Timeout values should be ignored when using Conditional UI. This is because removing the credentials from the autofill list at an arbitrary time would make for poor UX, and the dialog is triggered directly by the user anyway.

To be able to enumerate credentials before user interaction, silent discovery must be supported by the authenticator. This refers to the ability for user agents to query credential existence before requiring a user gesture. Security keys already support this for non credprotect credentials.

Conditional UI only allows discoverable credentials. This is because authenticators are not required to store user data (like name, display name) for non-discoverable credentials (and they are outright disallowed for stateless credentials). This would make displaying them with autofill data difficult. Even if an authenticator has non discoverable credentials matching the allow list, the user agent might not have a way to silently discover their availability, which is the case for Windows.

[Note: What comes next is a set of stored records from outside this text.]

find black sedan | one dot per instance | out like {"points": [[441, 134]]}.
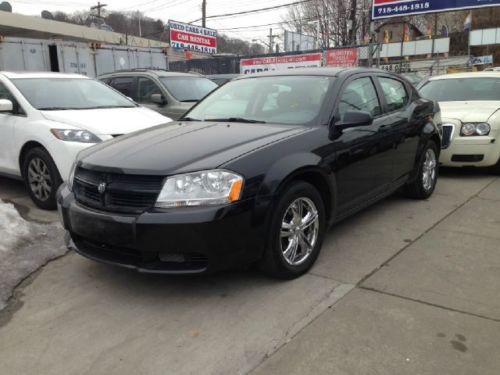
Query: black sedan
{"points": [[254, 173]]}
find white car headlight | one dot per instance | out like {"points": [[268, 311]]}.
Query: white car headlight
{"points": [[470, 129], [71, 176], [200, 188], [75, 135]]}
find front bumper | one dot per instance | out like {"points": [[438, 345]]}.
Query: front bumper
{"points": [[187, 240], [471, 151]]}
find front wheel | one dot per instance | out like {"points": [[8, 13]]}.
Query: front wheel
{"points": [[296, 233], [41, 177], [424, 184]]}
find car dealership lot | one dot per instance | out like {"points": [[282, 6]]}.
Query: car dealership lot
{"points": [[403, 287]]}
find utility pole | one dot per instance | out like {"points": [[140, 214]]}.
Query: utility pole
{"points": [[99, 6], [203, 13], [271, 38]]}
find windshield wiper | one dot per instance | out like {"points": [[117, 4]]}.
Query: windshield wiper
{"points": [[236, 119], [54, 109]]}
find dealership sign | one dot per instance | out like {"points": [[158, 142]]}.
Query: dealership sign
{"points": [[342, 57], [396, 8], [193, 38], [264, 64]]}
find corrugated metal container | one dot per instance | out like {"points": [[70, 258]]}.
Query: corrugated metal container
{"points": [[73, 57]]}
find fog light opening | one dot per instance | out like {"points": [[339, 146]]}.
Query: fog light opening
{"points": [[172, 257]]}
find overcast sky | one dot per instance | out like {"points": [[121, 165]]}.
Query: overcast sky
{"points": [[178, 10]]}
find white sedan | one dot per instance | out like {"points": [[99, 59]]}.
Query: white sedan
{"points": [[470, 111], [47, 118]]}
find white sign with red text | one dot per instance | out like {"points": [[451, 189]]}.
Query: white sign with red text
{"points": [[264, 64], [193, 38]]}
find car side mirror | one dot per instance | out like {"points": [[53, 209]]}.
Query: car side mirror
{"points": [[6, 106], [352, 119], [158, 99]]}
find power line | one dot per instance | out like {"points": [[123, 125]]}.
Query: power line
{"points": [[254, 10]]}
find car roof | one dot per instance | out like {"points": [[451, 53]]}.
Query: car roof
{"points": [[467, 75], [324, 71], [159, 73], [12, 75]]}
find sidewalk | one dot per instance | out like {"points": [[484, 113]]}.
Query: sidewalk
{"points": [[432, 309], [405, 287]]}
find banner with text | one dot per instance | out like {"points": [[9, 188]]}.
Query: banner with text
{"points": [[342, 57], [264, 64], [193, 38], [397, 8]]}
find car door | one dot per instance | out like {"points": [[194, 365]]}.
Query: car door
{"points": [[402, 126], [9, 122], [363, 154]]}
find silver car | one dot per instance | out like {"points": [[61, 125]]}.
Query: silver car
{"points": [[170, 93]]}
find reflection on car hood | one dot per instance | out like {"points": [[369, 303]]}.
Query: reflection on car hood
{"points": [[472, 111], [184, 147], [108, 121]]}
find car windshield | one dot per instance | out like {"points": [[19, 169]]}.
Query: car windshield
{"points": [[188, 89], [462, 89], [294, 100], [70, 93]]}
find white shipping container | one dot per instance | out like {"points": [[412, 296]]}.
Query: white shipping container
{"points": [[19, 54]]}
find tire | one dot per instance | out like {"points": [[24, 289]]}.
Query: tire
{"points": [[424, 184], [496, 168], [41, 178], [286, 235]]}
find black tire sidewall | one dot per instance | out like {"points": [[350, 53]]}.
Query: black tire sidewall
{"points": [[416, 189], [276, 263], [427, 193], [55, 177]]}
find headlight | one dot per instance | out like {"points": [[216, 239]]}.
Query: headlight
{"points": [[71, 176], [200, 188], [75, 135], [470, 129]]}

allowCredentials is still supported to allow a website that knows who the user is (e.g. because they are reauthenticating) to further filter the list of credentials displayed to user on autofill.

For password and federated credentials, the Credential Management API does not prescribe behaviour to prevent a website from being able to tell no credentials are stored (vs the user not consenting to share a credential), giving a potentially malicious website information on their user. WebAuthn is explicit about making it impossible for websites to determine this. Use of the conditional UI should follow the stronger WebAuthn requirement.

To ensure this, the user agent won't return an error (in fact, nothing will be returned at all) for any of these cases:

• There are no valid credentials for the user.
• The user selects a credential and then cancels the authentication flow.
• The user selects a credential and authentication fails (e.g. because a fingerprint couldn't be read).
• The user does not select a WebAuthn credential (e.g. they select a password, or they don't select anything at all).

Since the user agent won't be returning anything, all of these cases will be indistinguishable.

• Chrome Demo (might not be up-to-date with the standards)
• WebAuthn specification change
• Credential Management spec changes
• HTML spec
• Chromium design doc (basically this document with a lot more chromium-specific details)

A WebAuthn credential that can be accessed without knowing its ID a priori, as opposed to non discoverable credentials. This allows the Relying Party to use WebAuthn for authentication without any information of the user, such as cookies.

The entity hosting the Web Application.

An authenticator capable of storing and challenging credentials that's bound to the device, such as a Touch ID based authenticator or Windows Hello.

An authenticator that you can carry around and plug into different devices, such as a security key.